The Gaudi 3 can train and deploy a range of models, from Stable Diffusion to OpenAI’s Whisper for speech recognition, while maintaining lower power consumption compared to Nvidia’s products, CNBC reported.

“Innovation is advancing at an unprecedented pace, all enabled by silicon — and every company is quickly becoming an AI company,” Intel CEO Pat Gelsinger said in the release. “Intel is bringing AI everywhere across the enterprise, from the PC to the data center to the edge.”

As Nvidia continues innovating in the AI chip market, rival chipmaker Intel is not idle. Experts believe that Nvidia’s latest chips, such as the B200 GPU and the GB200, could revolutionize the commerce industry by enabling faster and more efficient execution of AI applications.

Announced March 18 during Nvidia CEO Jensen Huang’s keynote at the company’s annual developer conference, the B200 GPU has 208 billion transistors, delivering up to 20 petaflops of FP4 processing power.
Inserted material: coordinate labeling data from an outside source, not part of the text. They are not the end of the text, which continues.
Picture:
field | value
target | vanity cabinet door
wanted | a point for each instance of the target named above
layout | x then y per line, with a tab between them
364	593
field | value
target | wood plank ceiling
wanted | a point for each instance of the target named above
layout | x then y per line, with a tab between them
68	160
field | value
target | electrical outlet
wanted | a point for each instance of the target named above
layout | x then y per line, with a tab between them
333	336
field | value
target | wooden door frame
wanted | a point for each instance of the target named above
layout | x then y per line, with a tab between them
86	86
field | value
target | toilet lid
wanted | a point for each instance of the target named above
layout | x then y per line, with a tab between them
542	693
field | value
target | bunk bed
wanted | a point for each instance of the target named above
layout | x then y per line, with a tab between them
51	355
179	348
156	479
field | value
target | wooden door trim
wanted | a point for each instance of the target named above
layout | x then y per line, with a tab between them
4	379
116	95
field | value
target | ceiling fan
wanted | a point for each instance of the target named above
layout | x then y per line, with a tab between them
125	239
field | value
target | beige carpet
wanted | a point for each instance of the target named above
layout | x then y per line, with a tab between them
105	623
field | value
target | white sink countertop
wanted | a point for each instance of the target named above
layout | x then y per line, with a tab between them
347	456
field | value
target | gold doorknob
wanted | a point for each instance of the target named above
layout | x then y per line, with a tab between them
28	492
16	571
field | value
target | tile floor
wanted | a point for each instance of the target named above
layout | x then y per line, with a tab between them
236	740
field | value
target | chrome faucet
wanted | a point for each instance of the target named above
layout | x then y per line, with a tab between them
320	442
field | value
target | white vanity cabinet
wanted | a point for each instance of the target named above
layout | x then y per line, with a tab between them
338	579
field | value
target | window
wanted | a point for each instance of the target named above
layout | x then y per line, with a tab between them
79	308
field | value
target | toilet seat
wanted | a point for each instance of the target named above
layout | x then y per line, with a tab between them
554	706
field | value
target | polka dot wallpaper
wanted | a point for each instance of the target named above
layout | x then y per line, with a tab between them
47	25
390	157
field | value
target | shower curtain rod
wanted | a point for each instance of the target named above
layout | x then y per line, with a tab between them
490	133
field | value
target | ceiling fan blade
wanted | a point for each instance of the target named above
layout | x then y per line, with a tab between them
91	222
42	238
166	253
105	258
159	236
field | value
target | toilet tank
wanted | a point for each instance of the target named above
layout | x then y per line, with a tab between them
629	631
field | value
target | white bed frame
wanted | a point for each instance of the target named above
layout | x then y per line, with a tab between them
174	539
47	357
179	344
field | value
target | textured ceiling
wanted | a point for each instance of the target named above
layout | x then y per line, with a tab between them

Moreover, Nvidia highlighted that the GB200, which combines two B200 GPUs with a single Grace CPU, can boost performance up to 30 times for large language model inference tasks. The GB200 is the inaugural chip in Nvidia’s Blackwell series of AI graphics processors. This configuration is also engineered to be more efficient, potentially reducing costs and energy consumption by up to 25 times compared to the previous H100 model.

“With the B200’s ability to analyze vast amounts of data, businesses can more accurately predict customer demand,” Lars Nyman, chief marketing officer at CUDO Compute, told PYMNTS in an interview last month. “This allows for better inventory management, reducing the risk of stockouts and overstocking.”